As somebody who attended one of the other ski academies in Vermont, I have a sense of how hard Vietze has worked to get where he is. He’s spent hundreds of mornings in the gym before class and hundreds more conducting video analysis. He’s gone through slalom training in the sleet and rain and suffered frostbitten toes and fingers. I don’t expect anybody feel sorry for a kid who gets to ski every day, but, as in any sport, making it to the elite level takes quite a bit of sacrifice.
I’m sure that if Vietze knew he was throwing away years of dedication and progress by committing one brazen act, he would have put down the beer. I’m sure Sandy Vietze wishes he could take back everything that happened. He can’t. But the U.S. Ski Team can take him back. And they need to—immediately. To not do so is a disservice to their role in Vietze’s development as a human being and a disservice to the sport of skiing.

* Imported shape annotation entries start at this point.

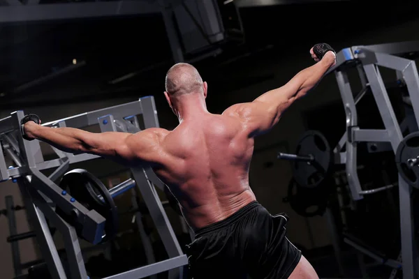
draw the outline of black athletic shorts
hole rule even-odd
[[[286,237],[285,214],[272,216],[252,202],[230,217],[196,232],[187,246],[193,279],[287,278],[301,251]]]

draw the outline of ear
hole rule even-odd
[[[208,90],[208,84],[207,82],[203,82],[203,87],[204,88],[204,98],[207,98],[207,91]]]
[[[169,107],[172,107],[172,100],[170,100],[170,96],[169,96],[168,93],[164,91],[164,96],[166,98],[166,100],[169,104]]]

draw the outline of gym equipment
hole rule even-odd
[[[94,210],[105,217],[106,223],[102,241],[112,239],[118,232],[118,211],[113,198],[135,186],[134,180],[128,179],[108,190],[99,179],[82,169],[73,169],[66,173],[59,183],[59,186],[63,189],[63,195],[68,193],[88,210]],[[57,213],[75,227],[78,235],[82,235],[82,227],[79,226],[77,222],[73,222],[76,219],[74,214],[77,213],[67,216],[57,208]]]
[[[47,127],[83,128],[98,124],[101,132],[119,131],[133,133],[140,130],[138,115],[142,116],[145,128],[159,127],[157,112],[152,96],[141,98],[138,101],[88,112],[42,125]],[[51,278],[86,278],[86,268],[83,258],[80,255],[78,237],[94,244],[99,243],[108,232],[106,223],[112,223],[112,220],[106,220],[105,216],[89,207],[92,205],[98,206],[98,204],[89,204],[86,207],[87,204],[82,203],[88,199],[90,201],[93,198],[92,196],[78,196],[79,194],[77,190],[75,192],[74,189],[70,190],[71,193],[67,190],[64,191],[56,181],[68,171],[70,165],[99,157],[87,153],[74,155],[52,148],[58,158],[44,160],[39,141],[27,141],[22,137],[20,121],[24,116],[23,111],[17,111],[0,119],[0,181],[10,180],[19,186],[24,197],[24,206],[36,233],[37,242],[39,243],[42,257],[46,263]],[[13,164],[11,167],[7,167],[9,165],[9,161]],[[41,172],[42,170],[47,169],[53,170],[48,176]],[[137,222],[147,258],[147,265],[110,276],[108,278],[154,277],[155,274],[167,271],[170,279],[182,278],[184,266],[187,264],[188,259],[179,244],[155,189],[155,187],[158,187],[163,190],[165,185],[150,168],[132,167],[130,169],[135,181],[136,189],[142,196],[166,250],[168,259],[156,262],[153,250],[149,248],[149,239],[145,236],[145,234],[142,234],[141,222]],[[98,190],[96,186],[97,185],[92,186],[91,189]],[[106,192],[98,192],[96,194],[96,197],[101,202],[109,205],[110,199]],[[108,194],[112,195],[112,193],[108,192]],[[75,197],[73,197],[73,195]],[[60,212],[59,215],[57,211]],[[72,216],[73,218],[68,222],[61,216]],[[47,223],[47,218],[63,236],[69,267],[68,269],[65,270],[63,267]],[[140,220],[137,217],[136,219]],[[15,234],[15,232],[11,234]]]
[[[380,144],[375,145],[374,151],[379,151],[383,148],[383,150],[391,150],[396,153],[399,146],[402,146],[400,144],[404,142],[403,127],[409,126],[406,123],[409,120],[407,117],[401,123],[396,118],[378,66],[395,70],[395,77],[402,80],[406,84],[415,122],[418,123],[419,76],[414,59],[418,52],[419,41],[353,46],[338,52],[337,64],[328,71],[328,74],[333,73],[335,75],[346,115],[346,132],[333,150],[335,163],[345,165],[348,186],[351,197],[355,201],[362,199],[365,195],[374,194],[395,186],[389,185],[368,190],[362,189],[357,172],[358,143],[367,142],[374,144]],[[355,97],[346,73],[351,68],[356,68],[362,84],[362,89]],[[365,89],[367,87],[377,105],[384,125],[383,129],[365,129],[358,126],[355,105],[366,93]],[[403,146],[400,147],[396,160],[400,163],[407,163],[406,161],[402,161],[400,156],[409,153],[409,155],[412,154],[409,151],[410,148]],[[345,151],[342,151],[344,147]],[[403,152],[404,150],[406,151]],[[405,160],[404,157],[402,158]],[[416,159],[416,157],[407,158],[409,158]],[[409,162],[413,165],[416,163],[414,160]],[[416,266],[418,261],[415,259],[416,246],[413,229],[411,188],[403,178],[404,173],[404,170],[400,172],[398,179],[401,257],[403,259],[402,269],[404,279],[413,279],[418,276],[418,273]]]
[[[411,186],[419,188],[419,132],[406,136],[396,151],[396,165],[400,176]]]
[[[277,158],[293,160],[295,181],[302,187],[318,187],[327,179],[333,165],[332,150],[318,131],[306,132],[297,144],[295,154],[279,153]]]
[[[288,195],[283,201],[289,203],[297,214],[314,217],[323,215],[328,199],[328,195],[325,190],[302,187],[293,179],[288,183]]]

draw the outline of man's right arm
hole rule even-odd
[[[321,60],[299,72],[283,86],[265,93],[251,103],[234,105],[223,114],[238,116],[250,137],[263,134],[278,123],[282,113],[295,100],[314,88],[335,63],[335,53],[328,52]]]

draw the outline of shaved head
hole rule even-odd
[[[166,90],[173,96],[202,92],[203,84],[198,70],[187,63],[175,64],[166,77]]]

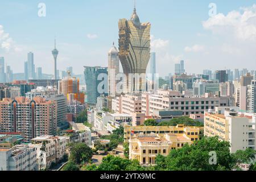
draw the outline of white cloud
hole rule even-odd
[[[159,51],[165,49],[169,46],[169,40],[163,40],[161,39],[155,39],[155,36],[151,35],[151,47],[153,51]]]
[[[14,42],[10,36],[9,34],[5,32],[3,26],[0,24],[0,49],[6,52],[9,52],[11,49],[14,51],[20,51],[21,48],[15,45]]]
[[[206,30],[215,34],[232,35],[245,41],[256,40],[256,5],[232,11],[226,15],[220,13],[203,22]]]
[[[97,34],[87,34],[87,38],[89,39],[95,39],[98,38],[98,35]]]
[[[190,47],[188,46],[187,46],[185,47],[184,49],[185,52],[201,52],[204,50],[204,46],[195,44],[192,47]]]

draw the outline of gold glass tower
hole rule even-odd
[[[151,24],[140,22],[134,7],[131,19],[119,19],[118,27],[119,57],[123,73],[127,78],[130,73],[144,74],[145,77],[139,81],[141,88],[146,81],[146,70],[150,58]]]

There is a short window for training great talent in ski racing. If the U.S. Ski team gives up on him now, when he is at his prime for being molded into a great skier, it could mean he is lost for good. More importantly, with Vietze on the team, coaches and administrators could also help him make wiser personal decisions. The U. S. Ski Team can do whatever it wants. But it seems to me that they should start taking responsibility for their athletes during the developmental stages, rather than shrugging their shoulders when those athletes make juvenile decisions as adults in the national spotlight.
To be a bit more specific, isn’t it better that your athlete make a mistake now, learn from it, and become a better representative of the team, rather than tell a national television audience that he’s raced drunk two weeks before the Olympics?
“All of us have made mistakes,” Billy Kidd, the 1964 Olympic silver medalist in slalom, told me a few days ago. “If you’re a ski racer, you’re always pushing the envelope. I certainly have, and I was just lucky to either live through them or to not do them in a public arena. He’s 18 years old. He’s going to have serious consequences, but I would like to see him get another chance.”